I know counselors who tell me the very highest-achieving students cannot write a coherent college essay. I can't say I'm surprised. Our concept of teaching English involves prepping for a test that measures neither reading nor writing, but rather the ability to copy language from both sides of an argument, say which side you prefer, and then answer a bunch of multiple choice questions. Formulating your own argument? That's a thing of the past.
Common Core, of course, is founded by the great David "No one gives a crap what you think or feel" Coleman, who now runs the College Board. Nice work if you can get it, I suppose. Since your feelings and opinions are presumed to have no value, it's hard to imagine how you're going to get the whole writing thing going.
It's ironic that an editorial board would champion such a philosophy. After all, it's their job to tell us what they think and feel. Why would they be so enamored of a system that so actively discourages what they actually do? If the Post editorial board thinks the system is so great, why don't they stop giving their opinions and start parsing whether or not shark netting is a good idea, and doing so by taking a list of prescribed articles and adding no judgment save which arguments they like better?
In fact, teachers have complained to me that they've failed certification exams for giving their opinions. It appears the whole common coriness thing has become a qualification for our position. Evidently our opinions are not welcome either. That's an odd qualification for a job that depends so heavily on frequent, almost perpetual instant judgments. But what do I know? I'm not an editorial writer or a test designer. (I mean sure, I design tests, but my tests are designed to measure what my students actually study, not David Coleman's public grappling with his lifelong feelings of personal inadequacy.)
Actually there is a reading test we offer. It's actually not called that. Rather, it's called the new global exam. I was pretty happy to know that I needed virtually no knowledge of global history to pass it. Because I've spent my life reading, I was able to figure out almost all the answers. On the other hand, you might want to, you know, have people study and learn about history. I think I would if I were a history teacher. If I wanted them to pass the test, though, I'd probably focus on reading and discussions. The subject would be of no importance whatsoever.
I'd discourage that if I were teaching to the English Regents. This doesn't involve reading, reflection or consideration, but rather close reading, or nitpicking for details that may or may not be of ultimate importance. The Post sees things differently, of course.
The real agenda here is simply to further erode any standard that might expose public schools as failing to educate. Ever since forcing the exit of Chancellor Merryl Tisch in 2015, the Regents have watered-down standards on teacher training, teacher accountability and state tests for grades 3-8 as well as the Regents exams.
It was actually Merryl Tisch who ushered in all this Common Core nonsense. All the current Regents have done about that, so far, is nothing. They've moved steadily in Tisch's direction. In fact, they've made the rather stunning determination that English Language Learners need less English instruction.
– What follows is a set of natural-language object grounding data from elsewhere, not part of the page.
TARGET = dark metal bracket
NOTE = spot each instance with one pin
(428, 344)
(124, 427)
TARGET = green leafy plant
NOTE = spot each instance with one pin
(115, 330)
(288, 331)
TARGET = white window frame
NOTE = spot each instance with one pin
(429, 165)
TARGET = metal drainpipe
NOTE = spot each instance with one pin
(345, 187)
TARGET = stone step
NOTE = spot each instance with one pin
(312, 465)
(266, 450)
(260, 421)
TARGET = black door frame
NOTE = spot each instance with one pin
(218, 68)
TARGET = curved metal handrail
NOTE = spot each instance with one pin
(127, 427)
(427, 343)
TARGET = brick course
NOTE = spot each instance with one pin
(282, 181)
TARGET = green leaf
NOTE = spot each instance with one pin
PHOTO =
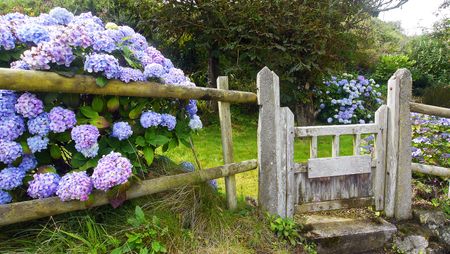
(55, 152)
(88, 112)
(101, 81)
(98, 104)
(148, 155)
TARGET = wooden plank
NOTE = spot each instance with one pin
(335, 146)
(332, 188)
(269, 145)
(227, 143)
(334, 205)
(338, 166)
(357, 144)
(379, 175)
(429, 109)
(313, 147)
(430, 170)
(40, 208)
(290, 178)
(330, 130)
(43, 81)
(398, 198)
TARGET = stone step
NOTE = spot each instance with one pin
(334, 234)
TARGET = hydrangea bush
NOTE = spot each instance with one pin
(348, 100)
(69, 145)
So after watering down ELA to virtually nothing, they've determined that the students most in need of English need less than nothing.
For my money, getting rid of the Regents exams with which I'm familiar has no meaning whatsoever. You may argue that the math or science exams have some value, but I'd be quite surprised. The Post thinks the Regents want to make diplomas meaningless. If that is predicated on the assumption that they are now meaningful based on Regents exams, they've got their work cut out for them.